I have been reading the book Steal Like an Artist: 10 Things Nobody Told You About Being Creative by Austin Kleon, and I have found that many of his suggestions apply to chess.
Chess is as much a creative endeavor as it is a mathematical one. So a book about making you more creative, has implications for chess improvement.
Nothing is Original
All good artists understand that nothing is original. All creative work builds on what has come before.
Modern chess began when Steinitz built upon Morphy, Lasker built upon Steinitz. In chess, there are further examples of Alekhine learning from Capablanca, Kasparov from Botvinnik.
Every new idea is a combination of one or more previous ideas.
Choose a Mentor
To become a better chess player, you need to surround yourself with mentors (past chess greats) whose ideas are worth “stealing”. Learn from the best, and some of it will rub off on your gameplay. Chose a master as a mentor, their lesson plans are the games they left behind and the ideas they made their own.
You have to be curious, look things up that are unclear, chase down every reference. Look up all the games where Rubinstein played a rook and pawn endgame. Create an opening repertoire based on the openings that Botvinnik played. When you find a move you don’t understand, try to figure out why they played that move. If you can’t figure it out on your own then ask a stronger player. If you go through this process, you will either find an answer or your will come up with a better question.
|Good Theft||Bad Theft|
|Steal from many||Steal from one|
Use Your Board
In his book, Kleon mentions that the computer prevents the artist from being creative. He recommends starting the creative process using analog tools. Only turn to digital tools at the end of the process.

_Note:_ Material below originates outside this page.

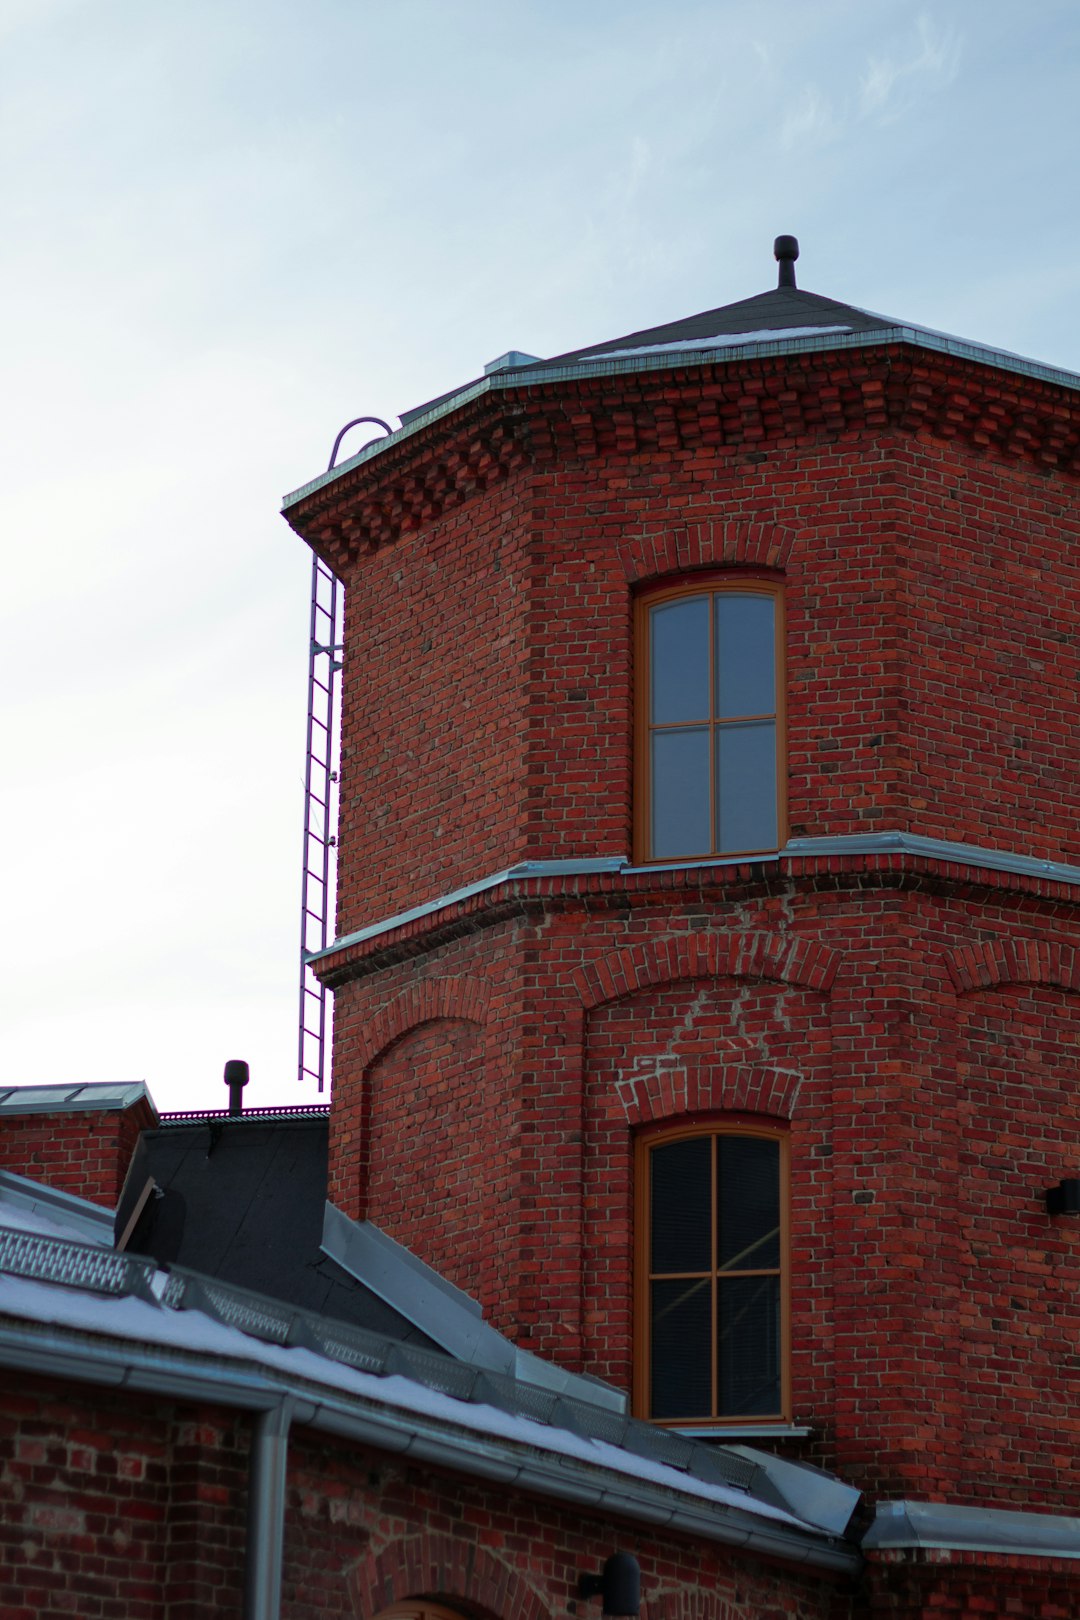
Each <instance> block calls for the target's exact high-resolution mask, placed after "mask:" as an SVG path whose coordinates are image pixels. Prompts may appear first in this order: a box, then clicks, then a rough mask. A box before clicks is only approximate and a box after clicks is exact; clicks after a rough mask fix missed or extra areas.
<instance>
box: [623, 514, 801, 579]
mask: <svg viewBox="0 0 1080 1620" xmlns="http://www.w3.org/2000/svg"><path fill="white" fill-rule="evenodd" d="M795 539H797V535H795V531H793V530H790V528H780V527H779V525H777V523H737V522H730V520H721V518H706V520H704V522H703V523H675V525H672V527H670V528H664V530H661V531H657V533H649V535H641V536H638V538H635V539H625V541H623V543H622V544H620V546H619V557H620V561H622V565H623V572H625V575H627V580H628V582H630V583H631V585H638V583H640V582H641V580H651V578H657V577H659V575H664V573H678V572H680V570H682V569H703V567H724V565H729V567H730V565H732V564H742V565H743V567H756V569H782V567H784V565H785V562H787V559H789V556H790V551H792V546H793V544H795Z"/></svg>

In chess, most of your work should be over the board. Go over a master game by playing the moves on your board. Learn a new opening by reviewing master games that used that opening, but play them over the board. Using your hands will only make you more creative, but the act of moving the pieces will help record the ideas and moves into your subconscious.
Unlock Your Creativity
Learn from the past masters, deep dive into their games and ideas and stick to analog tools when doing so, and your chess will improve.